Kompas.com - 22/03/2018, 09:09 WIB
Wakil Gubernur DKI Jakarta Sandiaga Uno bersama pejabat eselon II yang selesai mengikuti diklat di Pusat Pelatihan Manajemen Kepemimpinan Pertanian, Jalan Raya Puncak, Bogor, Rabu (21/3/2018). KOMPAS.com/JESSI CARINA Wakil Gubernur DKI Jakarta Sandiaga Uno bersama pejabat eselon II yang selesai mengikuti diklat di Pusat Pelatihan Manajemen Kepemimpinan Pertanian, Jalan Raya Puncak, Bogor, Rabu (21/3/2018).
Penulis Jessi Carina
|

JAKARTA, KOMPAS.com - Penutupan diklat yang diikuti oleh pejabat eselon II Pemprov DKI Jakarta dimanfaatkan Wakil Gubernur DKI Jakarta Sandiaga Uno untuk berbicara serius.

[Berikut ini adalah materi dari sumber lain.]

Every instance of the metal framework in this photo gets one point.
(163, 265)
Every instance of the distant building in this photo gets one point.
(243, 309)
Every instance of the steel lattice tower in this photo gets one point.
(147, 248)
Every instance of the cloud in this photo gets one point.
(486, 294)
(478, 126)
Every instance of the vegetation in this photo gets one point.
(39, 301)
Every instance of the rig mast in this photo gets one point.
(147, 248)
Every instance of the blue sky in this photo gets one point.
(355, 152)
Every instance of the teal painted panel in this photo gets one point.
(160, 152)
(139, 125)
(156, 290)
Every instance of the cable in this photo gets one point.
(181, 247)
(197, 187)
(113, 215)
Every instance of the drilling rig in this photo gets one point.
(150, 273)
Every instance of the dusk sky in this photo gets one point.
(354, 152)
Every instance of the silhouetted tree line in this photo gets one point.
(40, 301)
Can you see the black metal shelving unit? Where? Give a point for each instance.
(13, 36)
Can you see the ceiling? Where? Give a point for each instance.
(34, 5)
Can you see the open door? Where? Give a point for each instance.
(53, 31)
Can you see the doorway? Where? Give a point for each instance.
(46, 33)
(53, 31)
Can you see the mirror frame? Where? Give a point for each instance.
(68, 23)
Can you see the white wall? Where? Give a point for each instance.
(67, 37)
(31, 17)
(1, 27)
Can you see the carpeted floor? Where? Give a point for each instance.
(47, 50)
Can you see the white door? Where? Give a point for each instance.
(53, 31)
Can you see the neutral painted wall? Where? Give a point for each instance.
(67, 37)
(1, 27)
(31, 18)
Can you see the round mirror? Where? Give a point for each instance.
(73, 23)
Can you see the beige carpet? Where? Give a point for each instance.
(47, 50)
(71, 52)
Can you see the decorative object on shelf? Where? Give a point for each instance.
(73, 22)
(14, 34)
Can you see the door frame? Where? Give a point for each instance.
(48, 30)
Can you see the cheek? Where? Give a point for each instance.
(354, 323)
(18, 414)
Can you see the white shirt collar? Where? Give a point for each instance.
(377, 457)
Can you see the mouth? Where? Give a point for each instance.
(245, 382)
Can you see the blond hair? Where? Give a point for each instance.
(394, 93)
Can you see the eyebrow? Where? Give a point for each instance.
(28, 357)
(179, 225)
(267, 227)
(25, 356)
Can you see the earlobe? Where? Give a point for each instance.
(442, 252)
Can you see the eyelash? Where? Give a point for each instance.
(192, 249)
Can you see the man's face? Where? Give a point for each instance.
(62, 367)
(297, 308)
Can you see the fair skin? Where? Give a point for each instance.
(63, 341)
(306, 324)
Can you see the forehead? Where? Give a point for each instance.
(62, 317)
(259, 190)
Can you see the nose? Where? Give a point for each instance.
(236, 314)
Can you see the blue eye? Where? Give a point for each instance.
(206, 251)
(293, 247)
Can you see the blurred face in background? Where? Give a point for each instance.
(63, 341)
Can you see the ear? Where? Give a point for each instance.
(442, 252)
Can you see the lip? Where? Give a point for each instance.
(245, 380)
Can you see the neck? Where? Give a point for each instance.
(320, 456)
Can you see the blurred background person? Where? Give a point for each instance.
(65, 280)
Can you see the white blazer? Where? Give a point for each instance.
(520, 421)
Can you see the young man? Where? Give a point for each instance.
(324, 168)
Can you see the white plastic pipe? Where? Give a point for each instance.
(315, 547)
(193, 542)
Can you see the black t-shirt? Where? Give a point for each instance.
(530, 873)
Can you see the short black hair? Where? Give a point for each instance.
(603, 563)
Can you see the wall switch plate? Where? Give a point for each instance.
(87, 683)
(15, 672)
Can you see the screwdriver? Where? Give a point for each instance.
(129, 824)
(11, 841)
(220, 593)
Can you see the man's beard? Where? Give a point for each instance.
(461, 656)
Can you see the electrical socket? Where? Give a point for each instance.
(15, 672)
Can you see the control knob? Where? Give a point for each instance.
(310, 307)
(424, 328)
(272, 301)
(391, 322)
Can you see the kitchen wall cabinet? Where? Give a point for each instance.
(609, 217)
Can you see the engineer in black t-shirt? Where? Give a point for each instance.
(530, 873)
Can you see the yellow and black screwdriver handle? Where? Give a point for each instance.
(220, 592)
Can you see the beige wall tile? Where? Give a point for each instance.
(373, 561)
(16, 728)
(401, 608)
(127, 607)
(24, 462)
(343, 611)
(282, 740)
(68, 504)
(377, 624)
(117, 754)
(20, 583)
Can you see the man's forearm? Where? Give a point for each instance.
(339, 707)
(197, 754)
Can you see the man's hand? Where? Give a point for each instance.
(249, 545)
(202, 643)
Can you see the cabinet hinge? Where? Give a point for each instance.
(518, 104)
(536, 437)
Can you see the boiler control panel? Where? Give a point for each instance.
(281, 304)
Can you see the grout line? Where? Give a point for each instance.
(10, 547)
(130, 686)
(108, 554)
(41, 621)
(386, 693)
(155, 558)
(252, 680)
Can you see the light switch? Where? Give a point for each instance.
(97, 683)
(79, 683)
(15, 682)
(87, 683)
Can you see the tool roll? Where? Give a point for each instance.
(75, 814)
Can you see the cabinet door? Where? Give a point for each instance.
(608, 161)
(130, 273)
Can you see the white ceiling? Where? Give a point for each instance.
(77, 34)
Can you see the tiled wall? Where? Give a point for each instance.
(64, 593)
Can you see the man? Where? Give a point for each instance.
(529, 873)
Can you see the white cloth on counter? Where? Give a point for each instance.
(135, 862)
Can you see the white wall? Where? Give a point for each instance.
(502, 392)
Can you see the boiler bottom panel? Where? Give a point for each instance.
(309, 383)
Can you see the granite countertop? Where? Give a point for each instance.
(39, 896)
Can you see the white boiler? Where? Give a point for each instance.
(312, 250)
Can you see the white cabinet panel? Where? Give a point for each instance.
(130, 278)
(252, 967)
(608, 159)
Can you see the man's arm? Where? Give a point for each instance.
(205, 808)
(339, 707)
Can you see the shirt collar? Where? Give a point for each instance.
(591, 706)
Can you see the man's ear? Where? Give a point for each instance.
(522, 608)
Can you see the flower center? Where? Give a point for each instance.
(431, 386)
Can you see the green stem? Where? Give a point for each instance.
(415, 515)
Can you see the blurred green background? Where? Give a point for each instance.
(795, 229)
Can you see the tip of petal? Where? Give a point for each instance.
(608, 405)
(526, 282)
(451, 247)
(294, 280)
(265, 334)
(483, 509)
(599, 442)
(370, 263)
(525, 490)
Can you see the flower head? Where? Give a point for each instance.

Sandiaga ingin diklat yang diikuti para pemegang posisi kepala dinas, kepala badan, hingga asisten sekda itu bisa menjadi ajang refleksi diri.

"Saya ingin sampaikan ini karena saya jarang bicara seserius ini. Biasanya banyak bercanda-candanya, tetapi ada sesi-sesi yang saya rasa kita harus betul-berul self reflection," ujar Sandiaga di Pusat Pelatihan Manajemen Kepemimpinan Pertanian, Jl Raya Puncak KM 11, Desa Bendungan, Ciawi, Bogor, Rabu (21/3/2018).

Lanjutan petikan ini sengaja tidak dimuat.